Even when there is an oxygen supply in healthcare facilities, patients’ access to it can be restricted due to lack of accessories, inadequate power supply or shortage of qualified personnel.
Fortunately, it has been categorically proven that the use of oxygen concentrators represents a viable and cost-effective strategy for the administration of oxygen therapy, especially when oxygen cylinders and piped medical gas systems are inappropriate or non-existent. Good quality concentrators can provide oxygen in a sustainable and reliable way to many patients.
These devices work by extracting air from the environment to expel clean concentrated oxygen continuously. They can work up to 5 years or more, with a minimum of service and maintenance. There is strong research data on the use and efficacy of oxygen concentrators to increase access to life-saving oxygen therapy and improve the overall quality of healthcare in low-income settings.
What is an oxygen concentrator?
An oxygen concentrator is a medical instrument that provides oxygen therapy to patients with respiratory diseases. The concentrators deliver more pure oxygen than air. They have become significantly more popular than compressed oxygen tanks. Unlike tanks, concentrators are not at risk of leaks and cause explosions or fires. For this reason, they are much safer to use in emergencies and in military situations, where the probability of accidents is higher. Oxygen concentrators are also used in some industrial applications, although their main use is for medical treatment.

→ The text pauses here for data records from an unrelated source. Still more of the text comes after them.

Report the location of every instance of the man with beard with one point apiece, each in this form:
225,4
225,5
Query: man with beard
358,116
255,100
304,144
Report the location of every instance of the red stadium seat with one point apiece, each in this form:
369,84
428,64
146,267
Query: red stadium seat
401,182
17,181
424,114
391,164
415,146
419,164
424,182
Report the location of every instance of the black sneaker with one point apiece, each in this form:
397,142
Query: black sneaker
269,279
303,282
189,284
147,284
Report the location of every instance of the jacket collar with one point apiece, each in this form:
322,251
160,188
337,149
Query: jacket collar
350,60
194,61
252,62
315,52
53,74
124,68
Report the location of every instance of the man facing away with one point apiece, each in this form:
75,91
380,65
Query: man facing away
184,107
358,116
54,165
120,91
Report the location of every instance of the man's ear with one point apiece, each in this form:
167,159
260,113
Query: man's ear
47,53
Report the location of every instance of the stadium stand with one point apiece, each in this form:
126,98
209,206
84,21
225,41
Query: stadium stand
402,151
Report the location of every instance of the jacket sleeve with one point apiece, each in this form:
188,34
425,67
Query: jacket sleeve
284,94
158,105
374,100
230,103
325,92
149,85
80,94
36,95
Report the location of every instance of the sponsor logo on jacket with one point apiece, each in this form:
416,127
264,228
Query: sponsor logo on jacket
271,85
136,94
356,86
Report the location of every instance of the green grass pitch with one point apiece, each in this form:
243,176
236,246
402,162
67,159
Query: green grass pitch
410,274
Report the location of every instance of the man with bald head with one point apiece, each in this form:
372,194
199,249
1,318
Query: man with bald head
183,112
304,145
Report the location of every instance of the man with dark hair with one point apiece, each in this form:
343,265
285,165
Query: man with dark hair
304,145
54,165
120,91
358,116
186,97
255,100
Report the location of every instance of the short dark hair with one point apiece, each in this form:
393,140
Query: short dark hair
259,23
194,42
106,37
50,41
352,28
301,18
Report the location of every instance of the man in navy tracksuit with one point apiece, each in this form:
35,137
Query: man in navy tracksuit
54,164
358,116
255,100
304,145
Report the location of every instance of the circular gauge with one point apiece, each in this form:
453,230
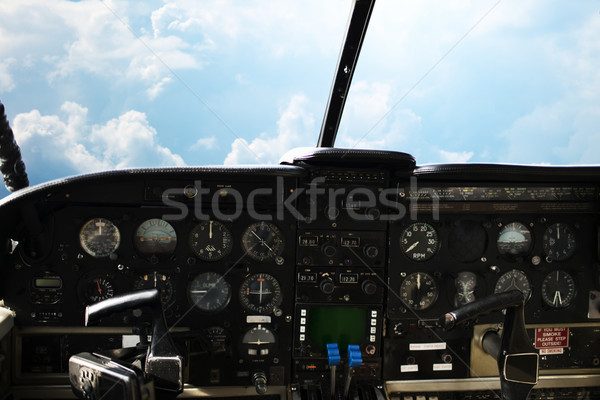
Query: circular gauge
465,284
218,338
260,293
99,237
419,241
258,342
418,291
513,280
467,241
209,292
98,289
156,280
155,236
514,239
558,289
210,240
559,242
263,241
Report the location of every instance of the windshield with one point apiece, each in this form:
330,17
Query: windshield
92,85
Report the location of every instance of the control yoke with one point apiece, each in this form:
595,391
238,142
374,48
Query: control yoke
163,363
518,361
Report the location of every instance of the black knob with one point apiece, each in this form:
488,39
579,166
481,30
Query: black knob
332,213
329,250
369,287
373,214
259,380
327,286
371,251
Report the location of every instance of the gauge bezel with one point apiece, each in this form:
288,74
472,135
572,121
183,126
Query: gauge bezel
518,272
268,307
113,237
571,243
155,222
276,241
516,249
420,252
405,295
220,252
572,293
223,284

How do these devices work?
The air is composed of approximately 21% oxygen and 78% nitrogen, with the rest consisting of a mixture of other gases. The oxygen concentrators suck the air and filter the nitrogen, leaving pure oxygen available for treatment. They contain two zeolite towers that are filled with aluminum silicate. The room air is compressed and pumped into these towers, where the aluminum silicate absorbs nitrogen.
This is then expelled from the zeolite towers, and the pure oxygen is pumped into a storage tank where it is kept until the patient needs it. There are static and mobile oxygen concentrators, and both work with conventional current sources and batteries. They usually cost around 800 dollars, although many individuals and doctors lease the devices of the manufacturers
What is the so-called pulse-dose technology?
Pulse-dose technology is a new development in oxygen therapy that has been incorporated into most new concentrators. Traditionally, concentrators have provided a continuous supply of oxygen to a patient regardless of whether he inhaled or exhaled. A pulse-dose system sends oxygen in fixed increments that correspond to the inhalation component of a patient’s breathing cycle. By doing so, this technology prevents wasted oxygen and increases the efficiency of a concentrator. Pulse-dose technology is particularly important in portable oxygen concentrators, which are smaller and have limited storage.